Echoviruses are found worldwide and affect people of all races and cultures. Infection rates vary with the season, geography, and the age and socioeconomic status of the population sampled. Infection among lower socioeconomic groups is attributed to overcrowded living conditions and poor hygiene. Infections occur throughout the year in tropical climates. In temperate climates, infections are more prevalent during the summer and early fall.

Epidemics have been reported in Panama, Mexico, Switzerland, Cuba, the United States, and Turkey. Asian-Pacific countries have reported major enteroviral epidemics with significant morbidity and mortality. [11, 12] A Thai hospital reported the first nosocomial outbreak of hand-foot-and-mouth disease due to echovirus type 11, underscoring the importance of strict infection control and hand washing in preventing disease. [13]

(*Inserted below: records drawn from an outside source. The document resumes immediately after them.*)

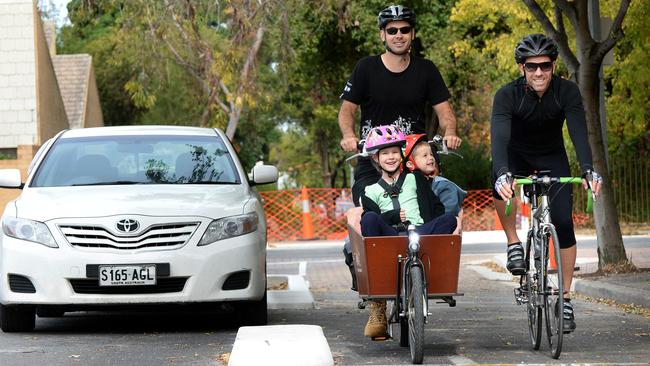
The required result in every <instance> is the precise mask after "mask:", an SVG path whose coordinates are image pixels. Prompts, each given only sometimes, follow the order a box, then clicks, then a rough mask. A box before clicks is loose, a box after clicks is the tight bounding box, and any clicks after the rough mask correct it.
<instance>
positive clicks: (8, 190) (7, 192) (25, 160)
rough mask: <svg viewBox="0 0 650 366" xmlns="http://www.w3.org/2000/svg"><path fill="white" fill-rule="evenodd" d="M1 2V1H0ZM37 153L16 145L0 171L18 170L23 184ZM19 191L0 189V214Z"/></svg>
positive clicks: (28, 146)
mask: <svg viewBox="0 0 650 366" xmlns="http://www.w3.org/2000/svg"><path fill="white" fill-rule="evenodd" d="M0 1H2V0H0ZM36 151H38V146H34V145H18V149H17V158H16V159H15V160H0V169H9V168H17V169H20V177H21V180H22V181H23V183H24V182H25V179H26V178H27V168H28V167H29V163H30V162H31V161H32V158H33V157H34V155H35V154H36ZM20 192H21V190H20V189H5V188H0V213H2V212H4V209H5V206H6V205H7V202H9V201H11V200H13V199H15V198H16V197H18V195H19V194H20Z"/></svg>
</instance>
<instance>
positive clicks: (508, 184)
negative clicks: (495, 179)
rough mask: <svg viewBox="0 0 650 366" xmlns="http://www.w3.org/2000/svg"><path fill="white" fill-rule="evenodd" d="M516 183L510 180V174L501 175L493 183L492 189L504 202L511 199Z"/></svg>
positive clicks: (513, 181) (504, 174) (511, 179)
mask: <svg viewBox="0 0 650 366" xmlns="http://www.w3.org/2000/svg"><path fill="white" fill-rule="evenodd" d="M515 185H516V182H515V180H514V179H513V178H512V174H510V173H505V174H501V175H500V176H499V178H497V180H496V182H494V189H495V190H496V191H497V193H499V195H500V196H501V198H503V199H504V200H509V199H511V198H512V196H513V195H514V192H515Z"/></svg>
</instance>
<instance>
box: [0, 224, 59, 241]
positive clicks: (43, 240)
mask: <svg viewBox="0 0 650 366" xmlns="http://www.w3.org/2000/svg"><path fill="white" fill-rule="evenodd" d="M2 231H3V232H4V233H5V235H7V236H10V237H12V238H16V239H21V240H29V241H33V242H34V243H39V244H43V245H45V246H46V247H50V248H58V247H59V246H58V245H57V244H56V242H55V241H54V237H52V233H50V229H48V228H47V225H45V224H44V223H42V222H38V221H33V220H27V219H19V218H16V217H5V218H4V220H2Z"/></svg>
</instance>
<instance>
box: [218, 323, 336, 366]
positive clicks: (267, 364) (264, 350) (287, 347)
mask: <svg viewBox="0 0 650 366" xmlns="http://www.w3.org/2000/svg"><path fill="white" fill-rule="evenodd" d="M228 365H229V366H239V365H282V366H286V365H296V366H330V365H334V359H333V357H332V352H331V350H330V348H329V344H328V343H327V340H326V339H325V335H324V334H323V329H322V328H321V327H319V326H317V325H303V324H295V325H269V326H260V327H241V328H239V330H238V331H237V337H236V338H235V344H234V345H233V348H232V352H231V354H230V359H229V362H228Z"/></svg>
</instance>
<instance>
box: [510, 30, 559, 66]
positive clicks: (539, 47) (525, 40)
mask: <svg viewBox="0 0 650 366" xmlns="http://www.w3.org/2000/svg"><path fill="white" fill-rule="evenodd" d="M557 55H558V50H557V45H556V44H555V41H553V40H552V39H550V38H548V37H546V36H545V35H543V34H529V35H527V36H526V37H524V38H523V39H522V40H521V41H519V43H518V44H517V47H515V61H517V63H518V64H523V63H524V62H526V59H527V58H528V57H535V56H548V57H550V58H551V60H552V61H555V60H556V59H557Z"/></svg>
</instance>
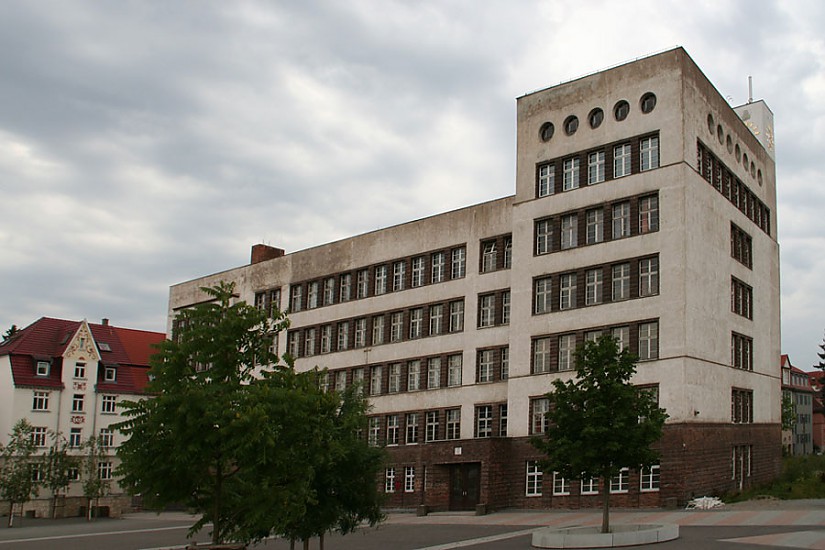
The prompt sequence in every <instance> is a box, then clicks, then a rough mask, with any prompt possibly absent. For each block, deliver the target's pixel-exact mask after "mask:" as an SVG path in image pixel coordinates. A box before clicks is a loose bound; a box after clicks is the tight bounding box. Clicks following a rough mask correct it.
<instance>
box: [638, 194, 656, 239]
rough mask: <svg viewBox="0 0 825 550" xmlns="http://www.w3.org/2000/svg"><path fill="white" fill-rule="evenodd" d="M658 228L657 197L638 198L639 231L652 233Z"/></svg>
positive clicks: (642, 232)
mask: <svg viewBox="0 0 825 550" xmlns="http://www.w3.org/2000/svg"><path fill="white" fill-rule="evenodd" d="M658 230H659V197H658V196H656V195H653V196H651V197H643V198H641V199H639V233H652V232H653V231H658Z"/></svg>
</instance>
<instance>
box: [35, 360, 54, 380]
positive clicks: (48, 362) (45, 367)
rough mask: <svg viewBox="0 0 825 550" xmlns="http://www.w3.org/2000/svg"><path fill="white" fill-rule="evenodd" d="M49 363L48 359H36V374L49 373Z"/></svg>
mask: <svg viewBox="0 0 825 550" xmlns="http://www.w3.org/2000/svg"><path fill="white" fill-rule="evenodd" d="M50 367H51V365H50V364H49V362H48V361H38V362H37V367H36V371H35V372H36V374H37V376H48V375H49V368H50Z"/></svg>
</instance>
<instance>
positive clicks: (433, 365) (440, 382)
mask: <svg viewBox="0 0 825 550" xmlns="http://www.w3.org/2000/svg"><path fill="white" fill-rule="evenodd" d="M440 386H441V357H430V358H429V359H428V360H427V389H428V390H434V389H436V388H438V387H440Z"/></svg>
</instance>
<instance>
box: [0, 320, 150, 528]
mask: <svg viewBox="0 0 825 550" xmlns="http://www.w3.org/2000/svg"><path fill="white" fill-rule="evenodd" d="M164 339H165V335H164V334H162V333H158V332H146V331H140V330H132V329H127V328H120V327H115V326H112V325H110V324H109V322H108V320H106V319H104V320H103V322H102V324H94V323H89V322H87V321H85V320H84V321H69V320H64V319H51V318H47V317H43V318H41V319H39V320H37V321H35V322H34V323H32V324H31V325H29V326H28V327H26V328H24V329H23V330H21V331H19V332H18V333H16V334H15V335H14V336H13V337H11V338H9V339H8V340H7V341H5V342H2V343H0V437H1V438H2V439H3V442H4V443H5V440H6V438H7V437H8V434H9V433H10V432H11V430H12V427H13V426H14V424H15V423H16V422H17V421H18V420H20V419H22V418H25V419H27V420H28V421H29V423H30V424H31V425H32V426H33V428H34V431H33V438H34V441H35V443H36V445H37V447H38V450H37V455H41V456H42V455H43V454H45V453H47V452H48V448H49V447H50V446H51V445H52V443H53V440H52V434H56V433H59V434H60V436H61V437H64V438H66V440H67V441H68V443H69V446H70V450H69V452H70V454H72V455H76V456H81V455H83V453H84V450H83V448H82V446H83V445H84V443H85V442H86V441H87V440H88V439H89V438H90V437H91V436H95V437H97V438H99V441H100V442H101V443H102V444H103V447H105V450H104V451H103V454H104V457H103V459H102V460H100V461H99V463H98V465H97V470H98V475H99V476H100V477H101V478H102V479H104V480H110V481H111V483H110V484H109V491H110V494H109V496H108V497H107V498H105V499H102V500H101V506H105V507H107V508H108V512H109V514H110V515H118V514H119V513H120V512H121V511H122V510H123V509H124V508H126V507H128V505H129V502H130V499H129V498H128V497H126V496H125V495H124V494H123V490H122V489H121V488H120V487H119V486H118V484H117V479H116V477H115V476H114V471H115V468H116V467H117V459H116V457H115V450H116V448H117V446H118V445H119V443H120V441H119V438H120V437H122V436H121V435H120V434H119V433H117V432H116V431H115V430H113V429H112V428H111V425H112V424H115V423H116V422H118V421H120V420H122V417H121V412H122V411H121V409H120V408H119V407H118V403H119V402H120V401H122V400H126V399H129V400H135V399H141V398H143V396H144V388H145V387H146V384H147V383H148V374H147V373H148V370H149V358H150V357H151V355H152V354H153V353H155V352H156V349H155V345H156V344H159V343H160V342H162V341H163V340H164ZM81 475H82V468H78V469H77V470H74V471H73V473H72V477H74V478H75V480H74V481H73V482H72V483H71V484H70V487H69V491H68V494H67V495H65V498H61V499H60V500H59V501H58V508H57V512H58V515H65V516H73V515H78V514H79V512H80V508H81V507H82V506H85V505H86V501H85V499H84V498H82V497H83V489H82V479H81ZM51 496H52V495H50V494H48V490H41V491H40V499H39V500H36V501H34V502H32V503H28V504H27V505H26V508H27V509H29V510H34V511H35V512H36V514H37V515H38V516H42V515H46V514H47V513H48V507H49V499H50V498H51ZM6 506H8V505H7V504H6Z"/></svg>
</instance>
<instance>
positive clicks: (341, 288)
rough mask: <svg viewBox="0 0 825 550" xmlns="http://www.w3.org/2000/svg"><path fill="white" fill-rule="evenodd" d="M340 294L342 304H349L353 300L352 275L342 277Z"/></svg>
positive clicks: (340, 286) (340, 288)
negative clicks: (349, 301) (344, 303)
mask: <svg viewBox="0 0 825 550" xmlns="http://www.w3.org/2000/svg"><path fill="white" fill-rule="evenodd" d="M339 294H340V295H341V301H342V302H348V301H350V300H351V299H352V275H351V274H350V273H344V274H343V275H341V280H340V287H339Z"/></svg>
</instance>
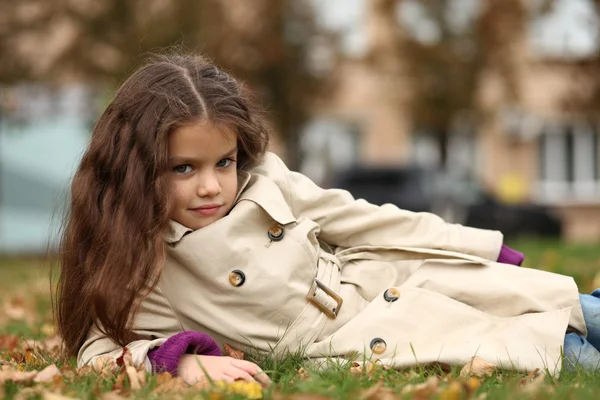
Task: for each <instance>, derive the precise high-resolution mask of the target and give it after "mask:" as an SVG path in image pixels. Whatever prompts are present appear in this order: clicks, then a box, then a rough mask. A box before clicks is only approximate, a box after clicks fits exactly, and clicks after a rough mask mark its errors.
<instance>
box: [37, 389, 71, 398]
mask: <svg viewBox="0 0 600 400" xmlns="http://www.w3.org/2000/svg"><path fill="white" fill-rule="evenodd" d="M72 399H74V397H68V396H63V395H62V394H58V393H53V392H46V391H44V392H42V400H72Z"/></svg>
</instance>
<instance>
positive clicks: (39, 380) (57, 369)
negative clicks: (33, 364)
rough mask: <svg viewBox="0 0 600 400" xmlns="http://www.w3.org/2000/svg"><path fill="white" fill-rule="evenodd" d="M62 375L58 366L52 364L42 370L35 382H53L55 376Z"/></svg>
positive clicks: (38, 382)
mask: <svg viewBox="0 0 600 400" xmlns="http://www.w3.org/2000/svg"><path fill="white" fill-rule="evenodd" d="M57 375H58V376H59V375H60V371H59V370H58V368H57V367H56V365H54V364H52V365H49V366H47V367H46V368H44V369H43V370H41V371H40V372H39V373H38V374H37V376H36V377H35V378H34V380H33V381H34V382H38V383H39V382H52V381H53V380H54V377H55V376H57Z"/></svg>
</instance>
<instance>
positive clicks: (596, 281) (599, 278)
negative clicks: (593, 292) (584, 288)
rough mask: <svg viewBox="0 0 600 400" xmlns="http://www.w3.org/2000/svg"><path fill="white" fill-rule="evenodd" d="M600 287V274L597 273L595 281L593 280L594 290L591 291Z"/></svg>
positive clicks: (593, 286) (594, 276) (591, 289)
mask: <svg viewBox="0 0 600 400" xmlns="http://www.w3.org/2000/svg"><path fill="white" fill-rule="evenodd" d="M599 287H600V272H598V273H596V275H595V276H594V279H593V280H592V288H591V290H595V289H596V288H599Z"/></svg>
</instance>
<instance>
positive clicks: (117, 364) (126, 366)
mask: <svg viewBox="0 0 600 400" xmlns="http://www.w3.org/2000/svg"><path fill="white" fill-rule="evenodd" d="M117 365H118V366H119V367H128V366H133V355H132V354H131V350H129V347H123V353H121V355H120V356H119V358H117Z"/></svg>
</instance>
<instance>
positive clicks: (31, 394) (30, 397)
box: [14, 387, 42, 400]
mask: <svg viewBox="0 0 600 400" xmlns="http://www.w3.org/2000/svg"><path fill="white" fill-rule="evenodd" d="M41 393H42V388H40V387H29V388H23V389H21V390H19V391H18V392H17V393H16V395H15V397H14V400H29V399H31V398H34V397H38V396H40V395H41Z"/></svg>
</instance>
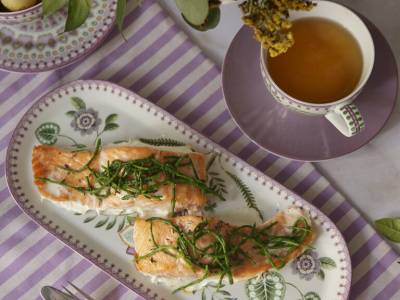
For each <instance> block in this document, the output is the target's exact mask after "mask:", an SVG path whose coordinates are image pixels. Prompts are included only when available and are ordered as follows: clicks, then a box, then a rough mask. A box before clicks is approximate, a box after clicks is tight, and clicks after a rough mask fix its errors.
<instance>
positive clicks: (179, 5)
mask: <svg viewBox="0 0 400 300" xmlns="http://www.w3.org/2000/svg"><path fill="white" fill-rule="evenodd" d="M175 2H176V6H177V7H178V9H179V10H180V11H181V13H182V15H183V16H184V17H185V18H186V19H187V20H188V21H189V22H190V23H191V24H193V25H201V24H203V23H204V21H205V20H206V18H207V16H208V11H209V6H208V0H175Z"/></svg>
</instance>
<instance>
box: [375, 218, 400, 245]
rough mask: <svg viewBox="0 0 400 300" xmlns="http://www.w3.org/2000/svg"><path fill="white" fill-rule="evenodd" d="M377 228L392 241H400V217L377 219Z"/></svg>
mask: <svg viewBox="0 0 400 300" xmlns="http://www.w3.org/2000/svg"><path fill="white" fill-rule="evenodd" d="M375 226H376V229H377V230H378V232H379V233H380V234H382V235H383V236H384V237H386V238H387V239H389V240H391V241H392V242H396V243H400V218H383V219H379V220H376V221H375Z"/></svg>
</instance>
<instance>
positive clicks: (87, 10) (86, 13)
mask: <svg viewBox="0 0 400 300" xmlns="http://www.w3.org/2000/svg"><path fill="white" fill-rule="evenodd" d="M90 6H91V1H90V0H69V3H68V16H67V21H66V23H65V31H67V32H68V31H72V30H75V29H77V28H78V27H79V26H81V25H82V24H83V23H85V21H86V19H87V18H88V16H89V13H90Z"/></svg>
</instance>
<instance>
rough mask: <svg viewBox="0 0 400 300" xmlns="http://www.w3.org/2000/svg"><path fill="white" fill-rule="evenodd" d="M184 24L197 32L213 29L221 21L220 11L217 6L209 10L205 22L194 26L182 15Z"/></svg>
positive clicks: (206, 30) (191, 23)
mask: <svg viewBox="0 0 400 300" xmlns="http://www.w3.org/2000/svg"><path fill="white" fill-rule="evenodd" d="M182 17H183V19H184V20H185V22H186V23H188V24H189V25H190V26H191V27H193V28H194V29H196V30H198V31H207V30H210V29H214V28H215V27H217V25H218V24H219V21H220V19H221V11H220V9H219V7H218V6H216V7H212V8H210V11H209V14H208V16H207V18H206V19H205V21H204V22H203V23H202V24H200V25H194V24H193V23H191V22H190V21H189V20H188V19H187V18H186V17H185V16H184V15H182Z"/></svg>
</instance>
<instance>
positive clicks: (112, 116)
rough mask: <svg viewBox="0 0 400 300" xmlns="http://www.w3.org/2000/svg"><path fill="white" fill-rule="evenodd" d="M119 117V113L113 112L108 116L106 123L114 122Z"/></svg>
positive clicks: (107, 123)
mask: <svg viewBox="0 0 400 300" xmlns="http://www.w3.org/2000/svg"><path fill="white" fill-rule="evenodd" d="M117 118H118V115H117V114H111V115H108V117H107V118H106V124H110V123H114V122H115V121H116V120H117Z"/></svg>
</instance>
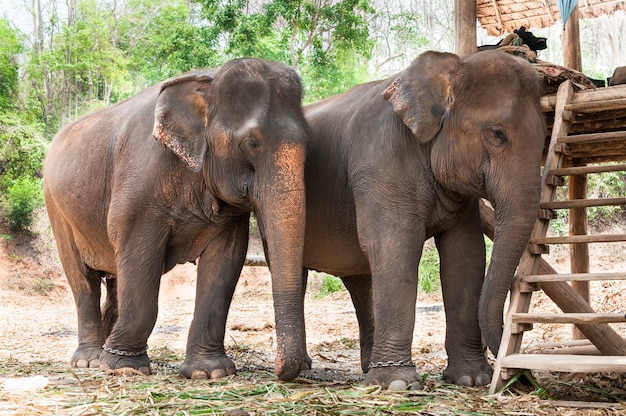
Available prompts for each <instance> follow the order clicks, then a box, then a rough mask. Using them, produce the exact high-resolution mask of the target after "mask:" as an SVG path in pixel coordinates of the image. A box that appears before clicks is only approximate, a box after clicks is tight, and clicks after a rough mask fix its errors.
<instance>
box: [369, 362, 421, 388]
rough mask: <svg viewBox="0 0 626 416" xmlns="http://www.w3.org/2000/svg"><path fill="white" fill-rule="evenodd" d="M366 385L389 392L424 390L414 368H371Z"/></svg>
mask: <svg viewBox="0 0 626 416" xmlns="http://www.w3.org/2000/svg"><path fill="white" fill-rule="evenodd" d="M363 382H364V383H365V385H368V386H369V385H376V386H381V387H382V388H384V389H389V390H407V389H408V390H421V389H423V388H424V386H423V385H422V382H421V379H420V377H419V375H418V374H417V372H416V371H415V368H414V367H409V366H405V367H376V368H371V369H370V370H369V371H368V372H367V375H366V376H365V380H364V381H363Z"/></svg>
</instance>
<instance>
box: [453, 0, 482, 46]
mask: <svg viewBox="0 0 626 416" xmlns="http://www.w3.org/2000/svg"><path fill="white" fill-rule="evenodd" d="M454 22H455V23H454V26H455V30H456V33H455V47H456V54H457V55H459V56H467V55H471V54H473V53H476V51H477V50H478V46H477V45H476V43H477V41H478V40H477V35H476V0H454Z"/></svg>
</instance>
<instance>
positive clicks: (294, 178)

Echovirus infection has no racial predilection.


For unclear reasons, males are at greater risk for clinical illness following infection, by as much as 50%. [14] Aseptic meningitis is nearly twice as common in boys as in girls. After puberty, the reverse appears to be true, perhaps because women tend to have more exposure to children who are shedding the virus. Echovirus infection in pregnancy is common; case reports have described vertical transmission or transmission shortly after birth, with potentially serious outcomes. [15, 16]


Three quarters of enteroviral infections, including echoviral infections, reported to the World Health Organization occur in children younger than 15 years. In the United States, attack rates in infants younger than 1 year greatly exceed those in older children and adults. [17, 18] Children younger than one year accounted for 44.2% of reported cases. A male predominance was noted among patients younger than 20 years, but not among patients aged 20 years or older. [1]



Chronic meningoencephalitis in hosts who are agammaglobulinemic and other hosts who are immunocompromised may end in death.


Patient Education

Inform patients that, even if person-to-person transmission of an echovirus occurs, any complication that occurs in one person and is related to the particular type will not necessarily occur in other people.